Islam Mewajibkan dan Menjamin Terlaksananya Pendidikan bagi Umat


Peradaban suatu bangsa dapat mencapai kejayaannya dengan kebangkitan berpikir yang ditandai kemajuan ilmu pengetahuan. Hal ini pernah terjadi pada masa keemasan Islam di era Kekhilafahan Bani Abbasiyah.


Kemajuan dalam berbagai bidang ilmu pengetahuan kala itu tidak lepas dari dorongan akidah sebagai sumber motivasi yang ditanamkan dalam benak kaum muslim. Di mana Islam mewajibkan bagi kaum mukmin untuk menuntut ilmu.


Rasulullah saw. bersabda, “Menuntut ilmu itu wajib atas setiap muslim." (HR. Ibnu Majah)


Islam juga memotivasi dengan ganjaran surga bagi yang bersungguh-sungguh dalam menuntut ilmu, sehingga masyarakat akan terhindar dari kebodohan dan sikap jumud. Rasulullah saw. bersabda, “Barang-siapa menempuh jalan untuk mencari ilmu, maka Allah akan menuntunnya menuju surga." (HR. At Tirmidzi)


Pendidikan merupakan kebutuhan dasar rakyat, negara wajib menjalankan setiap prosesnya tanpa membebankan pada pihak mana pun. Rasulullah saw. sebagai pemimpin kaum muslim kala itu memfasilitasi dan mendorong kaum mukmin untuk menuntut ilmu.
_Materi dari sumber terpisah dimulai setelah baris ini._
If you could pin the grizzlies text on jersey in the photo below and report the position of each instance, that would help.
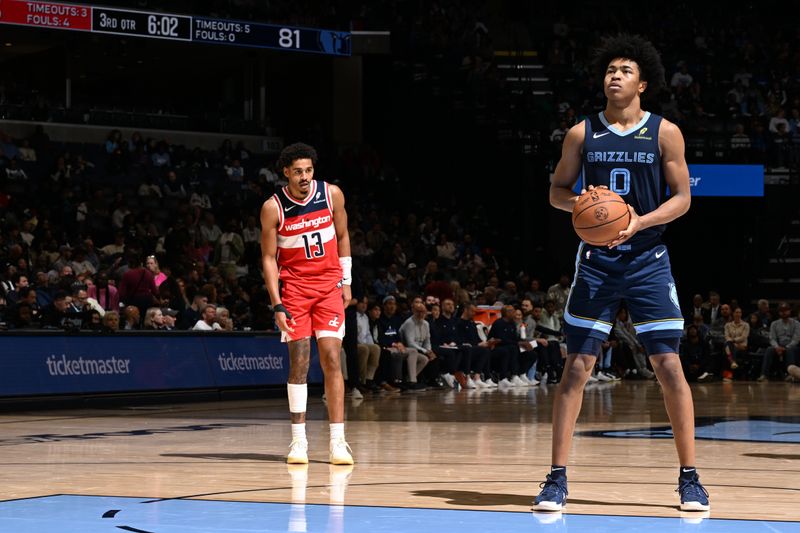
(628, 163)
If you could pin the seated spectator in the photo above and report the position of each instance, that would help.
(172, 188)
(14, 173)
(388, 327)
(137, 286)
(415, 334)
(758, 339)
(27, 152)
(22, 317)
(154, 319)
(736, 333)
(695, 356)
(111, 322)
(784, 336)
(132, 317)
(521, 357)
(95, 321)
(55, 315)
(224, 319)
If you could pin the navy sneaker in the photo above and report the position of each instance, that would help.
(553, 496)
(694, 497)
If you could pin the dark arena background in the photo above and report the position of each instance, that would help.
(149, 132)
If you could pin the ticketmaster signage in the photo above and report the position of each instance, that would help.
(726, 180)
(40, 365)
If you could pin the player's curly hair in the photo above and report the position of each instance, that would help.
(635, 48)
(294, 152)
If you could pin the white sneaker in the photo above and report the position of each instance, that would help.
(340, 452)
(298, 452)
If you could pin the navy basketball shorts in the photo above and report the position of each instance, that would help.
(603, 279)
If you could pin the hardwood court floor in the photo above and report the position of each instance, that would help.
(478, 450)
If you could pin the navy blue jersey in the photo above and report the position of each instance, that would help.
(629, 163)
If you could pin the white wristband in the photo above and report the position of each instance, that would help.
(347, 270)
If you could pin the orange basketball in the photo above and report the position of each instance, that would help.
(599, 215)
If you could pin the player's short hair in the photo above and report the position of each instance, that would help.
(296, 151)
(635, 48)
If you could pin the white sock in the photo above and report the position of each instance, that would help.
(337, 431)
(298, 397)
(298, 431)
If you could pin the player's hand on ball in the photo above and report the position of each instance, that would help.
(283, 318)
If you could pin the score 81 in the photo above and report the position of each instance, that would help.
(289, 38)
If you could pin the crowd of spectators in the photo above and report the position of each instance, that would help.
(144, 235)
(733, 86)
(138, 233)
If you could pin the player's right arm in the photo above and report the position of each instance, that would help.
(269, 261)
(568, 169)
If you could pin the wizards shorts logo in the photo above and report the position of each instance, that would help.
(783, 430)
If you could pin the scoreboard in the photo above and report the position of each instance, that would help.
(156, 25)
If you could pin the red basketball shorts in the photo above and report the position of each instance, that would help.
(313, 311)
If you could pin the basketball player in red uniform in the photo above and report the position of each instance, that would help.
(305, 245)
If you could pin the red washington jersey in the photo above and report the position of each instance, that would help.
(308, 250)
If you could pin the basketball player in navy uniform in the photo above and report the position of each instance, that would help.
(637, 155)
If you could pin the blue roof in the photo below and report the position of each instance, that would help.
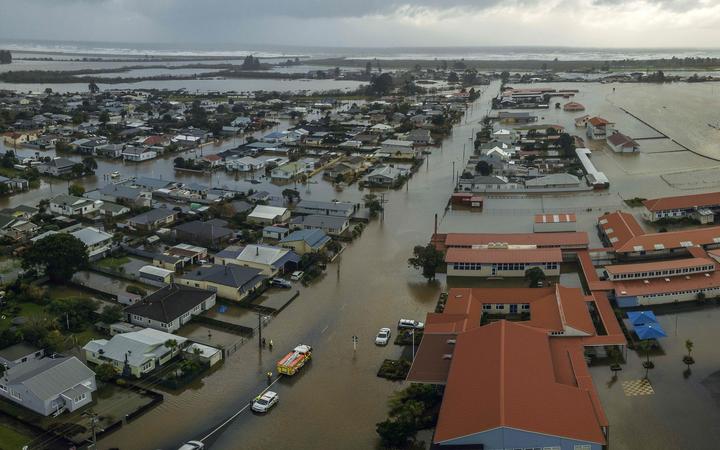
(650, 331)
(641, 317)
(315, 237)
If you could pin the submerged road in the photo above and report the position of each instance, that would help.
(336, 400)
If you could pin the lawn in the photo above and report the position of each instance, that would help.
(11, 439)
(113, 263)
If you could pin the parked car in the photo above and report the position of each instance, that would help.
(264, 402)
(383, 336)
(280, 282)
(409, 323)
(297, 275)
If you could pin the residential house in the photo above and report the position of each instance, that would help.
(170, 308)
(153, 219)
(69, 205)
(270, 260)
(49, 385)
(332, 225)
(305, 241)
(135, 353)
(265, 214)
(231, 282)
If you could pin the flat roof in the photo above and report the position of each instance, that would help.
(504, 255)
(683, 202)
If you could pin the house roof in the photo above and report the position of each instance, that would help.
(504, 255)
(710, 199)
(137, 346)
(315, 238)
(169, 303)
(488, 387)
(49, 377)
(228, 275)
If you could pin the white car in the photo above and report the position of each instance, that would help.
(192, 445)
(383, 336)
(297, 275)
(266, 401)
(409, 323)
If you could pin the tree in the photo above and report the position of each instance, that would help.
(428, 259)
(535, 276)
(59, 255)
(76, 189)
(105, 372)
(484, 168)
(111, 314)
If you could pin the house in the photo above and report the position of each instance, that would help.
(212, 233)
(69, 205)
(332, 225)
(305, 241)
(554, 223)
(135, 353)
(156, 276)
(153, 219)
(270, 260)
(386, 176)
(489, 401)
(341, 209)
(231, 282)
(18, 354)
(419, 136)
(599, 128)
(138, 154)
(113, 209)
(702, 207)
(57, 167)
(501, 261)
(619, 143)
(264, 214)
(98, 242)
(276, 233)
(170, 308)
(49, 385)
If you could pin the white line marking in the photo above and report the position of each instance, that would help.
(239, 412)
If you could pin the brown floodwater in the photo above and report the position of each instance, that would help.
(336, 400)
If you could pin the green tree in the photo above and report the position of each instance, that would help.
(484, 168)
(426, 258)
(534, 275)
(111, 314)
(59, 255)
(76, 189)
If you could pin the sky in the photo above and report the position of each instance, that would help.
(370, 23)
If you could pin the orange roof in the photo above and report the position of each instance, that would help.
(619, 227)
(503, 255)
(668, 285)
(555, 218)
(689, 263)
(570, 239)
(709, 199)
(488, 387)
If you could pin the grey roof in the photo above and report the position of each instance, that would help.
(18, 351)
(228, 275)
(49, 377)
(318, 221)
(169, 303)
(151, 216)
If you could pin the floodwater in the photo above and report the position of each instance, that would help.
(336, 401)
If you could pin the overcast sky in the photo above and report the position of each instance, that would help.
(384, 23)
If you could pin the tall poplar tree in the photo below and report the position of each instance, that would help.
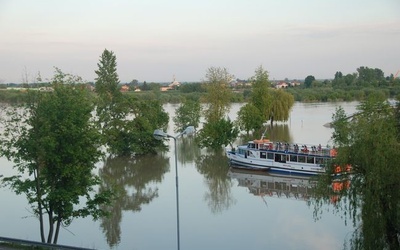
(369, 143)
(127, 125)
(217, 130)
(55, 146)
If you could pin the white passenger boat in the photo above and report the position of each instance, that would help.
(264, 154)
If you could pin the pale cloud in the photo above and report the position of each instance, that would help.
(154, 39)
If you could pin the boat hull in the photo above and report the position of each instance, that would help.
(242, 161)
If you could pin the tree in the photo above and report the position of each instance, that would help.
(133, 84)
(55, 147)
(187, 114)
(217, 131)
(368, 143)
(281, 106)
(127, 124)
(308, 81)
(249, 118)
(218, 94)
(260, 95)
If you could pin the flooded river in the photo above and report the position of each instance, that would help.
(218, 208)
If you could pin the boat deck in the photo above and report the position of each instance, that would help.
(284, 147)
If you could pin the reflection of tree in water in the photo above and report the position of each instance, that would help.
(187, 149)
(214, 167)
(130, 177)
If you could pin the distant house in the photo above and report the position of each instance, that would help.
(281, 85)
(295, 83)
(174, 84)
(124, 88)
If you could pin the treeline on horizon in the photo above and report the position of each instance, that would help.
(356, 86)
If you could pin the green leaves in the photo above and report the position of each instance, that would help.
(55, 146)
(368, 142)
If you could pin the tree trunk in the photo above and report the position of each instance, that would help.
(57, 230)
(39, 196)
(51, 226)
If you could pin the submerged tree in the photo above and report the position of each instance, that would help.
(368, 143)
(55, 146)
(217, 130)
(261, 96)
(126, 123)
(187, 114)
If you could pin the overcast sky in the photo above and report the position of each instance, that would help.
(154, 40)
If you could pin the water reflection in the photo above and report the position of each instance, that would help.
(187, 150)
(214, 167)
(133, 179)
(271, 184)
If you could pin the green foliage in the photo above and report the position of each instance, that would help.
(187, 114)
(217, 133)
(249, 118)
(55, 146)
(260, 95)
(368, 142)
(218, 95)
(308, 81)
(281, 105)
(127, 124)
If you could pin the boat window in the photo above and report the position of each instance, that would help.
(319, 160)
(301, 159)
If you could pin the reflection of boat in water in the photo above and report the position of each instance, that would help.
(285, 157)
(278, 185)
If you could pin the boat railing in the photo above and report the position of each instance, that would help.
(295, 148)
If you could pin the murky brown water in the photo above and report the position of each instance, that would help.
(219, 209)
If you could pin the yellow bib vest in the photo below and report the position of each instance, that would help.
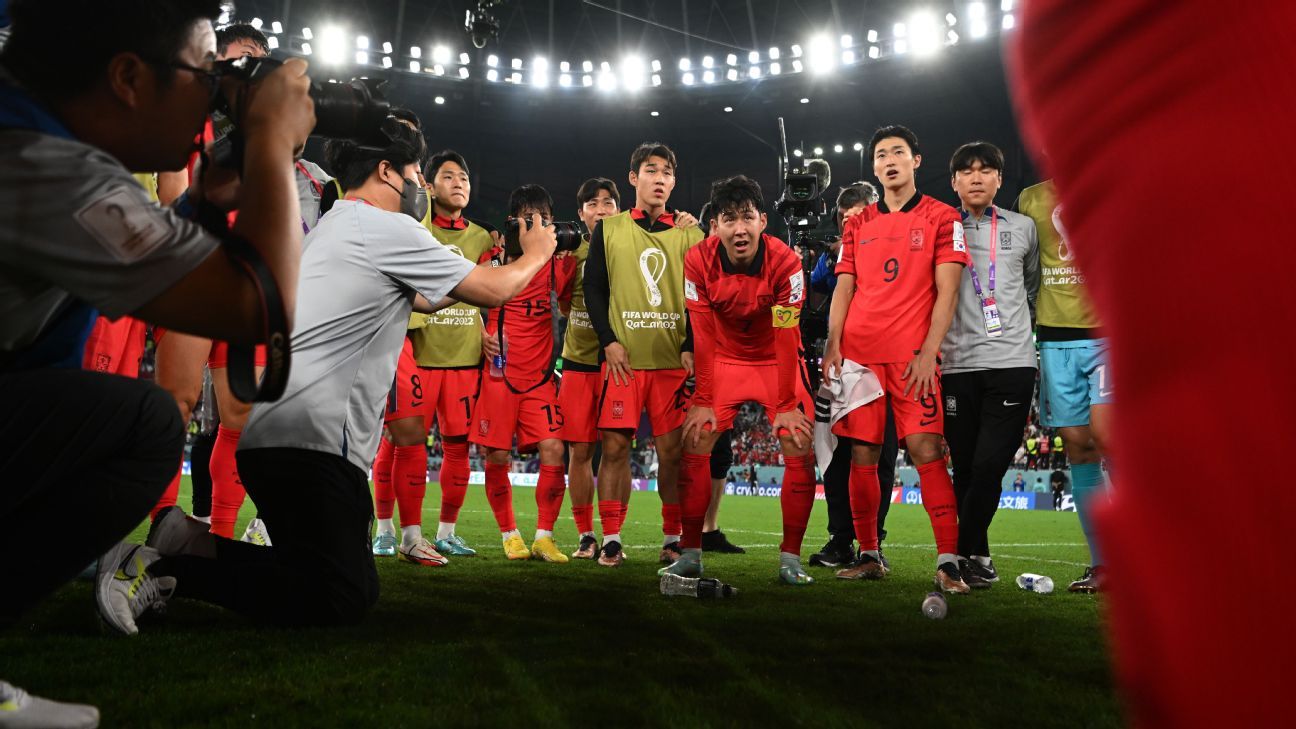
(451, 337)
(646, 302)
(1063, 301)
(581, 344)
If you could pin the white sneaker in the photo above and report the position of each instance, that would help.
(255, 533)
(20, 710)
(125, 589)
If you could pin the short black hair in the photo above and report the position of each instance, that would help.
(439, 158)
(353, 164)
(984, 152)
(240, 31)
(590, 190)
(894, 130)
(61, 49)
(732, 195)
(529, 196)
(857, 193)
(651, 149)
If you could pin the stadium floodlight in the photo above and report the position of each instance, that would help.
(333, 44)
(633, 73)
(821, 55)
(924, 34)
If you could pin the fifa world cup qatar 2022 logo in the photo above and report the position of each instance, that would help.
(652, 265)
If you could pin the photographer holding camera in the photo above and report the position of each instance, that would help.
(305, 458)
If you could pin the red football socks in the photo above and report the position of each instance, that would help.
(940, 503)
(499, 493)
(550, 489)
(454, 479)
(384, 496)
(410, 481)
(865, 498)
(695, 496)
(797, 500)
(227, 492)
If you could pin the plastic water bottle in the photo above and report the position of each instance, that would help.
(1034, 583)
(695, 586)
(935, 606)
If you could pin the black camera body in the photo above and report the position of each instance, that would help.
(354, 110)
(568, 235)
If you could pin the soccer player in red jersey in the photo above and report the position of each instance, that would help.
(898, 276)
(521, 398)
(744, 292)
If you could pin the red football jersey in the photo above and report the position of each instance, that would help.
(529, 323)
(893, 257)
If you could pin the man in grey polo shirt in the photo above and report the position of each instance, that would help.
(989, 359)
(305, 459)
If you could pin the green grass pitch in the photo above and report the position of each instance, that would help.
(490, 642)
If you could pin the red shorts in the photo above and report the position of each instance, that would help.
(661, 392)
(578, 397)
(913, 417)
(502, 413)
(736, 384)
(115, 346)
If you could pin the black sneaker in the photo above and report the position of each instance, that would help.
(717, 541)
(836, 553)
(971, 577)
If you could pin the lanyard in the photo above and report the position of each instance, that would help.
(994, 250)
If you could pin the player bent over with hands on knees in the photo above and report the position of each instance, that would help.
(305, 459)
(521, 397)
(898, 278)
(744, 292)
(81, 235)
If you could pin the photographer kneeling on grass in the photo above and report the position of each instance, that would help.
(305, 459)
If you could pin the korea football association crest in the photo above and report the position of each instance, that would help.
(652, 265)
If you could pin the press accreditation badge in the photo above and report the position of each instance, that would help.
(990, 311)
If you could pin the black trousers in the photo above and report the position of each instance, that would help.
(985, 413)
(87, 452)
(836, 484)
(320, 571)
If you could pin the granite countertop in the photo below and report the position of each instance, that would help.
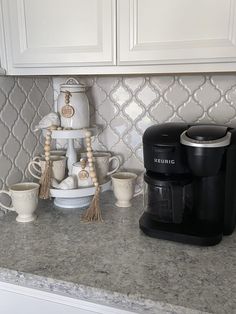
(114, 263)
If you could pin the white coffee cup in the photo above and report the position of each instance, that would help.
(58, 167)
(103, 162)
(24, 198)
(123, 184)
(82, 174)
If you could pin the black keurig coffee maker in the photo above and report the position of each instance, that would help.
(190, 182)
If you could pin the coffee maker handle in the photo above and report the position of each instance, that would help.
(177, 203)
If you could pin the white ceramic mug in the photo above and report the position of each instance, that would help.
(58, 167)
(103, 162)
(123, 184)
(82, 174)
(24, 198)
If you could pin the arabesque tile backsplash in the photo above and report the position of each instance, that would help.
(23, 102)
(124, 106)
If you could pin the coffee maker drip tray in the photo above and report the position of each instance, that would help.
(197, 233)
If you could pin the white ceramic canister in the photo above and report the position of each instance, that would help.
(73, 105)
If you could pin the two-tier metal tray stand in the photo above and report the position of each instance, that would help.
(81, 197)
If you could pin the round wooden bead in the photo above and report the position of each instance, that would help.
(95, 180)
(47, 148)
(88, 133)
(53, 127)
(89, 154)
(92, 174)
(91, 168)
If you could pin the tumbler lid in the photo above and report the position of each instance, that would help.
(210, 136)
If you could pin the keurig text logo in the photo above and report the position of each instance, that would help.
(164, 161)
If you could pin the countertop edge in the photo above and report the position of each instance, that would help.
(90, 294)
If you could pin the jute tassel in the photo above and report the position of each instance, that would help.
(93, 213)
(45, 181)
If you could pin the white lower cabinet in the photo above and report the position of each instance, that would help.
(16, 300)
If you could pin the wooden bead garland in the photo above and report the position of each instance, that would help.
(93, 213)
(45, 180)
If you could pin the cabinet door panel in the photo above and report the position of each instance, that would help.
(180, 31)
(54, 33)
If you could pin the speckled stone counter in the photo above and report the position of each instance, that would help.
(114, 263)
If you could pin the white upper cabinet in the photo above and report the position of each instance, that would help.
(118, 36)
(178, 32)
(59, 33)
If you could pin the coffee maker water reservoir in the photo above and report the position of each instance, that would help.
(190, 182)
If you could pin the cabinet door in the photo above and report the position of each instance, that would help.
(59, 33)
(176, 31)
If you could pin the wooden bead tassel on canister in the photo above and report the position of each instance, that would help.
(45, 180)
(93, 213)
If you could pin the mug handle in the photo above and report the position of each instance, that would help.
(36, 158)
(118, 164)
(139, 192)
(32, 163)
(5, 206)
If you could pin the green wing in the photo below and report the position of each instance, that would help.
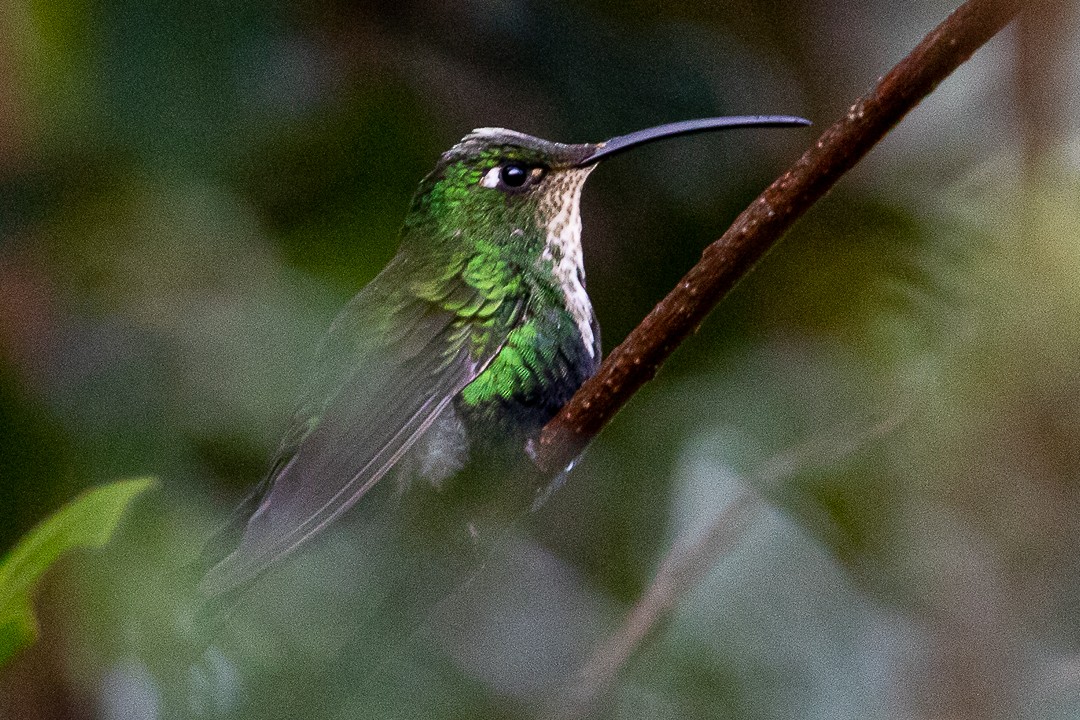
(391, 362)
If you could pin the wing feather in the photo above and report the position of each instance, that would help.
(389, 366)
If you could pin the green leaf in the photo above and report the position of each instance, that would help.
(86, 521)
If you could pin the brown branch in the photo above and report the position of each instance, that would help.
(758, 228)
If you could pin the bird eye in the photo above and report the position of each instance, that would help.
(513, 176)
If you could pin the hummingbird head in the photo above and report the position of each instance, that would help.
(513, 190)
(512, 200)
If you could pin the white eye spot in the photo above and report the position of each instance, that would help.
(490, 178)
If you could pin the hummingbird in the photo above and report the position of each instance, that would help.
(464, 345)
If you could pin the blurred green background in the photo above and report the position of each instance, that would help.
(189, 191)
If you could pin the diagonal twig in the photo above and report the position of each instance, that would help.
(759, 227)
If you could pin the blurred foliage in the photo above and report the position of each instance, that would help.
(188, 191)
(86, 521)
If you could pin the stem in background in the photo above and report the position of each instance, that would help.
(758, 228)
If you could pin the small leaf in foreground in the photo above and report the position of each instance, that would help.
(86, 521)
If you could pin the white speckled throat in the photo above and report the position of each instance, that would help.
(562, 211)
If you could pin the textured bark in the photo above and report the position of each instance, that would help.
(758, 228)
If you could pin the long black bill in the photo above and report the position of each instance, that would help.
(622, 143)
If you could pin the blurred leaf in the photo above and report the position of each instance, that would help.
(86, 521)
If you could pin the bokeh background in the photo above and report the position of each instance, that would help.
(188, 192)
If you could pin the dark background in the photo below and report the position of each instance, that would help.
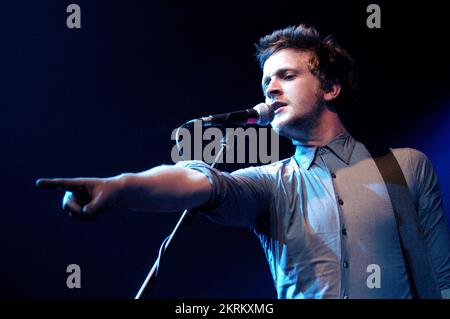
(104, 99)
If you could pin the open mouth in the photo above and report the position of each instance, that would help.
(278, 106)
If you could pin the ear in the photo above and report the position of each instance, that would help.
(332, 92)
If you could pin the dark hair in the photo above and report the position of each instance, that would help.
(330, 63)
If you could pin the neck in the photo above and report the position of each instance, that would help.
(326, 129)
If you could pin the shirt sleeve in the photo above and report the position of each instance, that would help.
(431, 214)
(241, 198)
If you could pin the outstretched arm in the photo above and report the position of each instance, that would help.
(162, 189)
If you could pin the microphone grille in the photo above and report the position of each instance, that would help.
(266, 113)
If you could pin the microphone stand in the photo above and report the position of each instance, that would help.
(185, 217)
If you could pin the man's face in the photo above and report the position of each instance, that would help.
(296, 92)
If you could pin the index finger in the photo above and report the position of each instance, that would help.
(64, 183)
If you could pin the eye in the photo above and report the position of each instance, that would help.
(289, 77)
Sebagaimana diriwayatkan oleh Ibnu Abbas bahwa ketika perang Badar usai, terdapat beberapa tawanan perang. Rasulullah mau melepaskan para tawanan perang tersebut jika mereka telah mengajarkan baca tulis kepada sepuluh anak Madinah. Awal mula beliau tiba di Madinah, hal pertama yang dilakukan adalah mendirikan masjid, selain untuk beribadah juga digunakan sebagai pusat pembinaan kaum muslim, mengajarkan Al-Qur'an dan hadis. 


Begitu pun para khalifah setelah Rasulullah saw. yang sangat perhatian terhadap pendidikan. Masa keemasan kaum muslim di mana ilmu berkembang pesat pada era kekhilafahan Abbasiyah. Di bangun Baitul Hikmah yang merupakan pusat ilmu pengetahuan, banyak kalangan yang datang ke sana untuk menuntut ilmu terutama ilmu sains dan filsafat.


Kekhilafahan Bani Abbasiyah menganggarkan dana yang tidak sedikit untuk semua kegiatan di Baitul Hikmah yang bersumber dari Baitulmal. Di mana kas Baitulmal yang besar saat itu bersumber dari kharaj dan jizyah sebagai konsekuensi meluasnya wilayah kekuasaan Daulah IsIam kala itu.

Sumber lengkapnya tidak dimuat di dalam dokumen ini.